(c) Robert Boecker

Shary Reeves: „Staunen heißt für mich…“

  • 25.04.19 12:32
  • Birgitt Schippers
  •   Nachgefragt

Shary Reeves ist Moderatorin, Schauspielerin und hat früher mal in der 1. Fußball-Bundesliga der Frauen gespielt. Birgitt Schippers hat die gläubige Kölnerin getroffen und nachgefragt.

 

Frau Reeves, was bedeutet es für Sie zu staunen?

Etwas völlig Alltägliches. Ich kann mich zum Beispiel hinsetzen und mich fragen: „Warum heißt der Stuhl eigentlich Stuhl und nicht Tisch, und warum heißt die Blume nicht Straße?“. Ich sitze gerne mitten in der Stadt auf der Treppe und schaue die Menschen voller Staunen an. Denn ich weiß: Die Rechenzentren in der ganzen Welt sind nicht einmal ein Nanopartikelchen von dem, was ein einzelner Mensch ist. Aber ganz wichtig: Ich kann nur staunen, wenn ich innerlich positiv eingestellt bin, wenn ich offen und neugierig sein kann. Wenn ich negativ drauf bin, werde ich über nichts staunen. Staunen heißt doch in erster Linie, ich fühle mich gut, und das, was ich sehe, macht mich noch glücklicher, als ich es ohnehin schon bin. Staunen heißt für mich persönlich: Shary lebt.

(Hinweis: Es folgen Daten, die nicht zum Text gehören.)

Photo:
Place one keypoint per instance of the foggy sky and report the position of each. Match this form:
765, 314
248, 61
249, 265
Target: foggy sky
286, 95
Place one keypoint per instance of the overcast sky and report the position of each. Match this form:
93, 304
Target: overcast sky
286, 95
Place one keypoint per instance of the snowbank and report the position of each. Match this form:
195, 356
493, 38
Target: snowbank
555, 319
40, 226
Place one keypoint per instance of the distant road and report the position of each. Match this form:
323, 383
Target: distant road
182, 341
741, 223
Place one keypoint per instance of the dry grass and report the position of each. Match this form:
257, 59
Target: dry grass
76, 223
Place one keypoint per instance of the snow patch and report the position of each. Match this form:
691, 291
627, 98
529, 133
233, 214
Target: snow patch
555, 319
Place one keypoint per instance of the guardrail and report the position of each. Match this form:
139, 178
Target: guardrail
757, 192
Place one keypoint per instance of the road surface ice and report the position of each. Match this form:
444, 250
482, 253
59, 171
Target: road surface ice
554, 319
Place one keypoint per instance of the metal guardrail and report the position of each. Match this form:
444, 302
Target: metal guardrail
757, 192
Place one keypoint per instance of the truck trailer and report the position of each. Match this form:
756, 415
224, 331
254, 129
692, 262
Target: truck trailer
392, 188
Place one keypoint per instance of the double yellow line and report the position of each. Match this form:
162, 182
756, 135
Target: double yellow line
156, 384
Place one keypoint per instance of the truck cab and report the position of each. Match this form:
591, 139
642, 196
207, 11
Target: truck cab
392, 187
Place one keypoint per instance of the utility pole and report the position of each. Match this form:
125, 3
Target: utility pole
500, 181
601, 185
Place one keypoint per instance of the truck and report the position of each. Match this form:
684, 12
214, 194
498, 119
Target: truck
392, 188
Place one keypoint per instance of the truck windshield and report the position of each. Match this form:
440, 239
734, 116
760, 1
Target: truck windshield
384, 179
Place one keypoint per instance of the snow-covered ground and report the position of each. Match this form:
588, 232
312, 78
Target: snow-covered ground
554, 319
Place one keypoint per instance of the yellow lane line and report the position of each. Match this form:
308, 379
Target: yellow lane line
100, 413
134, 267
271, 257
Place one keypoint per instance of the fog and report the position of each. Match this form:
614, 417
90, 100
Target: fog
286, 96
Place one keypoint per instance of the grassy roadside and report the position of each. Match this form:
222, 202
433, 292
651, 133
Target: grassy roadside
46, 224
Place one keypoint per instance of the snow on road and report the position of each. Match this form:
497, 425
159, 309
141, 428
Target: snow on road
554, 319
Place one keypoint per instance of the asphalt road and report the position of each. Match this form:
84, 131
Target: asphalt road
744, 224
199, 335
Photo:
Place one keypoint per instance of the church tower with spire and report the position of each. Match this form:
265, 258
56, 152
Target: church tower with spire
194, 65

Können die Menschen heute noch staunen?

Viele Menschen haben diese Fähigkeit nicht mehr, positiv und offen in die Welt zu schauen. Aber alles hängt davon ab, ob ich zulasse, was zum ureigensten Kern des Menschen gehört: menschlich zu sein. Und das heißt, die uns von Gott gegebene Verantwortung für die Natur, für unseren Lebensraum, für uns selber zu übernehmen. Ich finde es sehr erstaunlich, wie leichtfertig sich die Menschen gesellschaftlichen und wirtschaftlichen Zwänge unterwerfen, die sie davon abhalten. sich Zeit für andere Menschen zu nehmen, Freiräume zum Nachdenken zu schaffen und sich für die Schöpfung einzusetzen.

An welche Zwänge denken Sie?

Ich denke zum Beispiel an die Digitalisierung. Die Menschen glauben, wir leben in einem freien Europa, dabei werden sie längst kontrolliert und manipuliert von Leuten, die nur ihren Profit im Sinn haben. Wir leben in einer Zeit, die uns so lethargisch und phlegmatisch macht, dass wir gar nicht mehr daran denken, etwas zu verändern. Gleichzeitig ist da so ein Dauerzustand von Unzufriedenheit. Und die geflüchteten Menschen aus Afrika oder Osteuropa werden dann noch verantwortlich gemacht, dass alles so schlimm ist. In meinem Beitrag zum Buch „Wenn ich mir was wünschen dürfte“ habe ich beschrieben, dass wir nur gemeinsam die Gesellschaft verändern können hin zu einem demokratischen Miteinander, das von positiver Veränderung lebt und nicht im Alten verharren muss.

Haben Sie schon mal über sich selbst gestaunt?

Ich würde nie sagen, ich bin halt so. Sondern ich bin oft überrascht über mich und sage zu mir: wow, du hast es jetzt doch anders gemacht als du vorher gedacht hast. Ich denke viel über mich nach, bin offen für Veränderungen und rede von morgens bis abends mit mir, seit meiner Kindheit. Und ich bedanke mich auch bei mir. Aber auch bei meinem Schutzengel, wenn es zum Beispiel auf der Autobahn eine brenzlige Situation gibt. Mit ihm bin ich auch immer im Kontakt.

Welche Aufgabe hat da die Kirche von heute?

Die Verantwortung der Kirche ist ohne Wenn und Aber dafür zu sorgen, dass die Menschen wieder glauben. Weil nur der Glaube voraussetzt, dass man etwas verändern kann. Jemand, der so an gar nichts glaubt, warum soll der etwas verändern? Die Kirche sollte aber nicht einen dogmatischen Glaubensweg gehen mit so „Muss“-Sätzen wie: Du musst an diesen Gott glauben, er ist dein Herr, dein König. Sondern die Kirche sollte einfach dafür sorgen, dass Menschen wieder in Freiheit zum Glauben kommen und sagen: wir treffen uns jeden Sonntagmorgen, und dann können wir dieses großartige Gefühl miteinander teilen. Wir lachen und staunen gemeinsam. Wenn du eine Gemeinschaft hast, die glaubt, dann ist das mehr als Macht und Geld. Es ist die Macht einer Überzeugung, die nicht nur etwas bewegen kann, sondern langfristig zum Guten verändern kann. Dafür sind wir geboren, Mensch zu sein.